Source Code Transparency Concerns
Despite being advertised as an Apache-licensed project on both GitHub and PyPI, community members have discovered that PyML's source code is not publicly accessible. When installing the package, users only receive precompiled Cython libraries and minimal Python code necessary for imports. This lack of transparency has raised serious concerns among developers about the project's true nature and intentions.
Security Implications
Security experts in the community have flagged this as a potential risk. As noted by several developers, the practice of including an open-source license while withholding source code could be seen as an attempt to gain trust while potentially concealing problematic code within compiled .so
files distributed through wheels. This approach contradicts standard open-source practices and raises questions about the toolbox's security implications.
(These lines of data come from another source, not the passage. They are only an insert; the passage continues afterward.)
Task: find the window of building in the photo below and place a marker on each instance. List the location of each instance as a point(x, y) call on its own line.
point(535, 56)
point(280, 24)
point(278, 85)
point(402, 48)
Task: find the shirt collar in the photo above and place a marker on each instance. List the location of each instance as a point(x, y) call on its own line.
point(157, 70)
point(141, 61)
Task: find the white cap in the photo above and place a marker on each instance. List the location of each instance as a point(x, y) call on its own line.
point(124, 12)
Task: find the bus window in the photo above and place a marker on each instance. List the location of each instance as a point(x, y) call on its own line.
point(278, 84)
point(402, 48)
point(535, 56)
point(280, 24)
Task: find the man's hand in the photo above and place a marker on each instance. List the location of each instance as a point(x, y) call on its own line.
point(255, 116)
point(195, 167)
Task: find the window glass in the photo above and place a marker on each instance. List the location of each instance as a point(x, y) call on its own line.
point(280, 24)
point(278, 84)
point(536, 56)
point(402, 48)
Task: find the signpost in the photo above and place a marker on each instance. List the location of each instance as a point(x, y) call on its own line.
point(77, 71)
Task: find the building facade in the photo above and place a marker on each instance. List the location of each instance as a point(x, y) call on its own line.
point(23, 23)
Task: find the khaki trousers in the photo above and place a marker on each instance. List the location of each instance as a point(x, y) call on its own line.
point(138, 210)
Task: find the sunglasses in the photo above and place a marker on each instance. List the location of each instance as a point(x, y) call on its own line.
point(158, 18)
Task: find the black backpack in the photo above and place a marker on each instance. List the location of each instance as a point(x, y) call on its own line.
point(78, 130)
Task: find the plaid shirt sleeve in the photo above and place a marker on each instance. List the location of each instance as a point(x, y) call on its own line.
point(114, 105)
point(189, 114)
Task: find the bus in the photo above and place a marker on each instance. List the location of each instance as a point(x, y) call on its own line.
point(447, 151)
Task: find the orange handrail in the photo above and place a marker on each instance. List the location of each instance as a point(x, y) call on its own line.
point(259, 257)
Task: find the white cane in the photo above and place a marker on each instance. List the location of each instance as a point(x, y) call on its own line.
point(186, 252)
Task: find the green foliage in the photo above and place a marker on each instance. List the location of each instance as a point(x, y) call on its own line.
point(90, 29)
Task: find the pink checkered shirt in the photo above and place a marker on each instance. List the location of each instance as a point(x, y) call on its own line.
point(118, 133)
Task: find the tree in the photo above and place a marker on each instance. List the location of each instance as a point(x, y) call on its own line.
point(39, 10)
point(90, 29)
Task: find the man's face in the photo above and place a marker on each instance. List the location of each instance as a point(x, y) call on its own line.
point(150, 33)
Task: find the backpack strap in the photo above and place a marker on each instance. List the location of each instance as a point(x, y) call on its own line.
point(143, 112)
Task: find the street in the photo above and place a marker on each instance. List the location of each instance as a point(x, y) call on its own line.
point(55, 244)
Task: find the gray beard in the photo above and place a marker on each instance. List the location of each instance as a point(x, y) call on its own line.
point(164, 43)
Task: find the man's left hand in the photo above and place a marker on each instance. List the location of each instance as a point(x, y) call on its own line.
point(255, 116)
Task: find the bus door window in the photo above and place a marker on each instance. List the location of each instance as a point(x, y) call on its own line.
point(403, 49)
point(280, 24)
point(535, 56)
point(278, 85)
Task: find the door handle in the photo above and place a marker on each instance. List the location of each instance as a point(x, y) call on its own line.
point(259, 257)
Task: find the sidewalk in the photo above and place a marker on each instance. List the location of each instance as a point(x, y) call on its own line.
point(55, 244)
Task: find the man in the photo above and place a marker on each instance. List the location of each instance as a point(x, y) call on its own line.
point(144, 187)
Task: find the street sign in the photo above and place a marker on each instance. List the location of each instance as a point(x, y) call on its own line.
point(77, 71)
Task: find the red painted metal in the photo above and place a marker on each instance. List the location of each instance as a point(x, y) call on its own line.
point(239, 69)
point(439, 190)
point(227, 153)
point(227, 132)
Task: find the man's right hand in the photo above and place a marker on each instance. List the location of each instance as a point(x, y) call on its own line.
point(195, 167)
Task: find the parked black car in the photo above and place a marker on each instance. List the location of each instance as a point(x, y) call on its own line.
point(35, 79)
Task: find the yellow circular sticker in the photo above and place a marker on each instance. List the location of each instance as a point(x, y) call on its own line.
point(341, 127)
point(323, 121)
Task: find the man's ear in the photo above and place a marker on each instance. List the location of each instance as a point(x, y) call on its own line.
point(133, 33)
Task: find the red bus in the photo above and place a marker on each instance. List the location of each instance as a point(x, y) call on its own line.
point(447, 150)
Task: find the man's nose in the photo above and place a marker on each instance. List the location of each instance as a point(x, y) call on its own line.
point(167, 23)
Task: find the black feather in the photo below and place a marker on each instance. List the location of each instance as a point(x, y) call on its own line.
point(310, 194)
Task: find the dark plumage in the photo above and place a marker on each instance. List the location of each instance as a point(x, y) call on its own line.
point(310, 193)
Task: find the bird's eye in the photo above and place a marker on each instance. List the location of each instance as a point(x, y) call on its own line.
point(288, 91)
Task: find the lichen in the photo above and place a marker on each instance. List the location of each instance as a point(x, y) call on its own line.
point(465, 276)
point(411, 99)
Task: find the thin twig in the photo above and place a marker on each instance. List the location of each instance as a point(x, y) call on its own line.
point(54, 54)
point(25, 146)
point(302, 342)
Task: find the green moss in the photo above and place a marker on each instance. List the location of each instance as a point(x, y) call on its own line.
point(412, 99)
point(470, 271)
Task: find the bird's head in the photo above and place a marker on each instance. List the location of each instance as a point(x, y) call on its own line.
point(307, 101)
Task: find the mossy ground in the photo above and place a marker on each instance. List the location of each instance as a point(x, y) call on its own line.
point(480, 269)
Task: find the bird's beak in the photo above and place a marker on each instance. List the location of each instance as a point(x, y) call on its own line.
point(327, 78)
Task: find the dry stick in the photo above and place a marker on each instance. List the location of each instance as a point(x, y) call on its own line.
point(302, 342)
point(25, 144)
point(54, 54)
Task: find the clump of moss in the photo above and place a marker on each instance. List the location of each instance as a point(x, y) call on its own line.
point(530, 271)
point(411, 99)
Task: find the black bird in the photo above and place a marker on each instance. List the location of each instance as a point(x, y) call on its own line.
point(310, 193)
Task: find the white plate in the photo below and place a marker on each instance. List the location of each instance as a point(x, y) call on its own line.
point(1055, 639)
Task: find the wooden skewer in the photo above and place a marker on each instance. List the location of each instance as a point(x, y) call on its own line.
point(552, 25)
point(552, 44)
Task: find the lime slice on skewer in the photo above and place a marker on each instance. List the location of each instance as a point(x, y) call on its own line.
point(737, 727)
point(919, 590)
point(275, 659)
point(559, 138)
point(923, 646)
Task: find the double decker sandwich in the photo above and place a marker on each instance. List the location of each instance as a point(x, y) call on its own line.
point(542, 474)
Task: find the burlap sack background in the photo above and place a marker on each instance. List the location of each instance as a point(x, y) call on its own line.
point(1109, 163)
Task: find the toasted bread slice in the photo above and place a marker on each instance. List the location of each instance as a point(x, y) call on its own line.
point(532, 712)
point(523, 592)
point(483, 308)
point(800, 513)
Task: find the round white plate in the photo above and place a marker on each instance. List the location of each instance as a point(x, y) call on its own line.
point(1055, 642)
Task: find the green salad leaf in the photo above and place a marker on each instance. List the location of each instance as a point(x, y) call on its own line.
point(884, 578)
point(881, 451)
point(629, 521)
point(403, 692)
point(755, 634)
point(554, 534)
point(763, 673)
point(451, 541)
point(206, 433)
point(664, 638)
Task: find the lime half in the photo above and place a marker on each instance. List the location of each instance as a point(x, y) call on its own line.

Technical Features and Applications
The toolbox itself offers promising capabilities for interpretable machine learning, including support for various models and comparison functionalities. Community discussions have highlighted interesting applications, particularly in relation to FIGS (Fast Interpretable Greedy-Tree Sums) and its practical implementations. Some users have shared experiences with FIGS successors, noting gaps between theoretical benchmarks and real-world performance as discussed by researchers at Berkeley.
Naming Confusion
The project's name has also generated discussion, with community members pointing out potential confusion with Physics-informed Machine Learning (PiML) and amusing linguistic coincidences in German and Dutch. This highlights the importance of careful naming consideration in international software projects.
Conclusion
While PyML presents potentially valuable tools for interpretable machine learning, the community's primary concern centers on the lack of source code transparency. This situation serves as a reminder of the importance of open-source principles and the need for careful evaluation of dependencies in machine learning projects. Developers are advised to exercise caution when considering this toolbox for production use until these transparency issues are addressed.